Gl 4, 7; Fl 16). Pois o plano divino é configurar-nos ‘com
a imagem de seu Filho, para que este seja o primogênito entre muitos irmãos’
(Rm 8, 29). Esta é ao mesmo tempo nossa vocação e nossa missão : construir
uma comunidade de irmãos ‘que se acolhem mutuamente e cuidam uns dos outros’ (Fratelli
tutti, FT, 95). Jesus é o mestre que nos revela este chamado para viver e
difundir esta fraternidade universal, que tem o valor de uma revelação. Somos
todos irmãos, de fato, e em cada um de meus irmãos se encontra o rosto de
Cristo, nosso único Mestre e o reflexo do amor do Pai celestial : ‘Em verdade,
vos digo : todas as vezes que fizestes isso a um destes menores que são meus
irmãos, foi a mim que o fizestes!’ (Mt 25, 40).
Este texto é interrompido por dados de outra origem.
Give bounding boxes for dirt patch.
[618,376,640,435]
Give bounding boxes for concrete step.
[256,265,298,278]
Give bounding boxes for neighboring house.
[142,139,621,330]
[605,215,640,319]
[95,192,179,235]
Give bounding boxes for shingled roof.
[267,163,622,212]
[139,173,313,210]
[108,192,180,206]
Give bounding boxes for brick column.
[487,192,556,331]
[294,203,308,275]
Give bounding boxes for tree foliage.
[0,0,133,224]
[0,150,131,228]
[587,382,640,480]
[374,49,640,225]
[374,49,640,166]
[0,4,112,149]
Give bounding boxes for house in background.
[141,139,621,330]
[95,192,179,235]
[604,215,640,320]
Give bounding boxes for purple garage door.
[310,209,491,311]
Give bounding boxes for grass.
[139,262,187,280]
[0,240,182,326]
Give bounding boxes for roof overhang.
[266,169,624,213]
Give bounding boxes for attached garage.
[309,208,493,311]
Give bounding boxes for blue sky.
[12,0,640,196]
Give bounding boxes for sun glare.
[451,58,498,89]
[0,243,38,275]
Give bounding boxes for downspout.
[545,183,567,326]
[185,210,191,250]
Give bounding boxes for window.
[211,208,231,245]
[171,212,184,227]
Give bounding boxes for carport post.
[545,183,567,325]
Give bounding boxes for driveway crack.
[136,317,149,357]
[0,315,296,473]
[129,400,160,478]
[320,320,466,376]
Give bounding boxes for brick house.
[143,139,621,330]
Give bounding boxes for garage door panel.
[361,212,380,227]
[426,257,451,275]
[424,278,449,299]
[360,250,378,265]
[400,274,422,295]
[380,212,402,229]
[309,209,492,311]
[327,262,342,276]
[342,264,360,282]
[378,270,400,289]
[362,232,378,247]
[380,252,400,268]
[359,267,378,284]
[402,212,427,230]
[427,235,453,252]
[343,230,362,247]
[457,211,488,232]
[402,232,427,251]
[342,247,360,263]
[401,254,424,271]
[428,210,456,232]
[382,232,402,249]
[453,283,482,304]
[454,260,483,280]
Então, como abade, sou um pai que garante, de uma
forma responsável, a eficácia da fraternidade? Ora, ‘Não se nasce pai, torna-se
tal. E não se torna pai, apenas porque se colocou no mundo um filho, mas porque
se cuida responsavelmente dele. Sempre que alguém assume a responsabilidade
pela vida de outrem, em certo sentido exercita a paternidade a seu respeito (Patris
Corde 7). Segundo esta lógica, existe uma certa paternidade na
fraternidade : quando escolhemos cultivar a benevolência (cf. FT 222)
para com nossos irmãos, doando-lhes tempo, estando atentos às suas necessidades
e contribuindo para seu crescimento humano, moral e espiritual; quando
participamos ativamente da coesão do grupo, evitando as dissensões (Gal 5,
15) provocada por falsos irmãos (cf. Gal 2, 4ss; 2 Cor 11, 26), praticando
a correção fraterna, encorajando o apoio mútuo (cf. Rm 15, 1), usando
grande delicadeza (cf. 1 Cor 8, 12) e oferecendo aos irmãos um espaço de
liberdade, de escolha e de saída (cf. Patris corde 7).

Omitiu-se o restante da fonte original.